Report: All Faculty Has Simply Given Up
In a recent email that surprised absolutely nobody, President Wilson has shared that every faculty professor at the University of Iowa has given up on teaching for the rest of the semester. Never mind the challenging material you’re supposed to be taught right before finals: now you have to learn it all on your own!
If sitting in a lecture hall, paying attention while learning absolutely nothing (and leaving more confused than when you came in) is your thing, get ready for an exciting end of the semester! President Wilson’s email concluded that 99% of faculty do not have a teaching plan for the two weeks between fall break and finals, and the plans shared by the remaining 1% are so unintelligible that you might be better off not showing up at all.

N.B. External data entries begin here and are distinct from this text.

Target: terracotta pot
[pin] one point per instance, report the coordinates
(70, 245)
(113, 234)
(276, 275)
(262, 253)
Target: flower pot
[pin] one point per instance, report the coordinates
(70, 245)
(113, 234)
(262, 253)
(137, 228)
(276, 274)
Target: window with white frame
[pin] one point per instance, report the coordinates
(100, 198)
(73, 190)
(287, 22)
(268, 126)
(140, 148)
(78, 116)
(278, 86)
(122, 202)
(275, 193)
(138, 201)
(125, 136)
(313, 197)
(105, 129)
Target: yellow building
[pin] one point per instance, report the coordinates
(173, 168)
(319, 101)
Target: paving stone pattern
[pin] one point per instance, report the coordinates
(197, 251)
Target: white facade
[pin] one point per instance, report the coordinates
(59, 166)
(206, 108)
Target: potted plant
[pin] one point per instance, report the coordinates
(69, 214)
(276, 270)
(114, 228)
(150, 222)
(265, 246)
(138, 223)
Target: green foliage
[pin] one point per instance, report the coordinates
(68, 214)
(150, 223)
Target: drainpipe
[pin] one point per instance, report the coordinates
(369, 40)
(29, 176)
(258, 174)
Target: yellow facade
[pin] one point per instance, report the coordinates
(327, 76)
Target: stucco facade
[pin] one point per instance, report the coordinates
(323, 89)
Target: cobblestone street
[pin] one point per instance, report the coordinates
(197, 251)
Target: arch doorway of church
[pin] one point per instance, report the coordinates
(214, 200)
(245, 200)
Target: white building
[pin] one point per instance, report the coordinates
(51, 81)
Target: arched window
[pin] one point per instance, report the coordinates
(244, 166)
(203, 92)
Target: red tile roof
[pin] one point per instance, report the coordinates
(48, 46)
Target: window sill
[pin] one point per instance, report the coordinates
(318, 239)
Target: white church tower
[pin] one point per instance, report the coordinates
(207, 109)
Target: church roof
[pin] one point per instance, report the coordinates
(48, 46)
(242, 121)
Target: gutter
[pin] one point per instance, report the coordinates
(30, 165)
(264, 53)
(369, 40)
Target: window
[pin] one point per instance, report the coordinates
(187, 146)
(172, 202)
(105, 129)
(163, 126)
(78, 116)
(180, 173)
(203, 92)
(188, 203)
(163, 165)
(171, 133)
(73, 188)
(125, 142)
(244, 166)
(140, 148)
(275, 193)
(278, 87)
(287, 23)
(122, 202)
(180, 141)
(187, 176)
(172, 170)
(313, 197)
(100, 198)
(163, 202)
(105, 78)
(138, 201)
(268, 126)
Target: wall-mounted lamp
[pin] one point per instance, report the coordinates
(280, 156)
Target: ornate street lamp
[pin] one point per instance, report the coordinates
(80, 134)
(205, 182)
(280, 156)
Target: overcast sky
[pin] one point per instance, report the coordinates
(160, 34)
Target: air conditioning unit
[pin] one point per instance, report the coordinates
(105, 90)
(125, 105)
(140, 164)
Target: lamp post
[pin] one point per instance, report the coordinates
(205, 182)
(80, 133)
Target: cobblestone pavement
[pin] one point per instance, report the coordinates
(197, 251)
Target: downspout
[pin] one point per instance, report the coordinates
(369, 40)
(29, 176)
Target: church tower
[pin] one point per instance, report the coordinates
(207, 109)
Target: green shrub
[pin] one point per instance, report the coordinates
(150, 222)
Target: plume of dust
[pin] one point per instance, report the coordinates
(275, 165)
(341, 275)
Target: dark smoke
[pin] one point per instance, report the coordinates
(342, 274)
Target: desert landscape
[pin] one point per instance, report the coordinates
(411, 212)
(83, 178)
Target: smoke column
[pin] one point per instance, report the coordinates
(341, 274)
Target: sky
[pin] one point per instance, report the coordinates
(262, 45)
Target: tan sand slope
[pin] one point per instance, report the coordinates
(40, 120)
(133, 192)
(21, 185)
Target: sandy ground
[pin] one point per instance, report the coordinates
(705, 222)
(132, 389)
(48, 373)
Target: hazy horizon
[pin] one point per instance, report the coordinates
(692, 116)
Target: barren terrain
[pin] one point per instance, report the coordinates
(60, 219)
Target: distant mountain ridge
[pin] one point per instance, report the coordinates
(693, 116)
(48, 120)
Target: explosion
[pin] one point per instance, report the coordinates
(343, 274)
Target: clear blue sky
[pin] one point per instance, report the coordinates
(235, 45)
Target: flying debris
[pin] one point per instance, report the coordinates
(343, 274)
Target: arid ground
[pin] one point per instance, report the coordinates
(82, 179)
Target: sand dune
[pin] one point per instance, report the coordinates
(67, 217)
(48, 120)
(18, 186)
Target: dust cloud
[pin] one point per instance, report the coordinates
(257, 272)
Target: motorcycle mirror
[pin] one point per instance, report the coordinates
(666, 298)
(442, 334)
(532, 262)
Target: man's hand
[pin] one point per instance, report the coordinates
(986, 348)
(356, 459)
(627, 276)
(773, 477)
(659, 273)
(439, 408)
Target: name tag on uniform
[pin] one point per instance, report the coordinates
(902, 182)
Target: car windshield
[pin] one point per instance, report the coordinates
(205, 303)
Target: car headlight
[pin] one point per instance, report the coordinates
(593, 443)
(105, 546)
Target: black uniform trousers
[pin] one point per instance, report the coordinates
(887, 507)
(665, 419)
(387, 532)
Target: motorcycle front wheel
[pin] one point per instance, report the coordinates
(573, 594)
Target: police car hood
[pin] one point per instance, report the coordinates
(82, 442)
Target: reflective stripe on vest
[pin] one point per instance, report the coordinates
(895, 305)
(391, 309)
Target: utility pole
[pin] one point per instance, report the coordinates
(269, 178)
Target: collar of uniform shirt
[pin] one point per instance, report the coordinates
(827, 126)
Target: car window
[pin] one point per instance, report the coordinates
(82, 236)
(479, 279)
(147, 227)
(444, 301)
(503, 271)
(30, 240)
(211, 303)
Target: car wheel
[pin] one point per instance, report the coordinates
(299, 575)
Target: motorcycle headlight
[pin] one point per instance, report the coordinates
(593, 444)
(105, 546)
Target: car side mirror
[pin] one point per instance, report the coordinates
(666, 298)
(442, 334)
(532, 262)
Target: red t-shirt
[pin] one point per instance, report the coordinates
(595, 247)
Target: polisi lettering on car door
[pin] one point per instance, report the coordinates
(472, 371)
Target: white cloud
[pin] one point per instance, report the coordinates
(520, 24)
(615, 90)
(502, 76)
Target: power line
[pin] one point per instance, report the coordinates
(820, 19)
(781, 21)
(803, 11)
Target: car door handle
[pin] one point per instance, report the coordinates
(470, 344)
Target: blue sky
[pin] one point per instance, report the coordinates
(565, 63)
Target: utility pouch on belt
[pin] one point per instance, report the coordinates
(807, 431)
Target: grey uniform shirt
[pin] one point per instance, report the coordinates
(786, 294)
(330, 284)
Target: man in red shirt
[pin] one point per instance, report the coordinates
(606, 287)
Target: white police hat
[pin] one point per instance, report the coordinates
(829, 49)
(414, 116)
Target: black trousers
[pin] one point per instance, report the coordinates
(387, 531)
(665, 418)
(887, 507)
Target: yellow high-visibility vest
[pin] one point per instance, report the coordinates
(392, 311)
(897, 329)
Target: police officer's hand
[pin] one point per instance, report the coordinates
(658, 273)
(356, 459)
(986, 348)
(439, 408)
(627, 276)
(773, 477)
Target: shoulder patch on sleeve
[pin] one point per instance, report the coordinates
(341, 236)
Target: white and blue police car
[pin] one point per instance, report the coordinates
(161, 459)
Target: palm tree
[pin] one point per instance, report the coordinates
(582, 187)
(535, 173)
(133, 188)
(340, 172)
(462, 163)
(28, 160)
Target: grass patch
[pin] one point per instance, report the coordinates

Wilson also shared that every single office hours session has been cancelled by the university in response to this news. That question you had about the final project, or a particularly difficult homework problem, or your essay? That won’t ever get answered. You can try emailing, but President Wilson estimates that faculty auto-responders will be turned on within the next 24 hours. Good luck getting the help you need before finals week!
A spokesperson for President Wilson told the Doily Allergen that if faculty refuse to cooperate with this new inaction, Barb will take things into her own hands to ensure maximum incompetence and neglect before the most difficult part of the semester.
Happy finals season, Hawkeyes! By the way… good luck, Charlie. You’re gonna need it.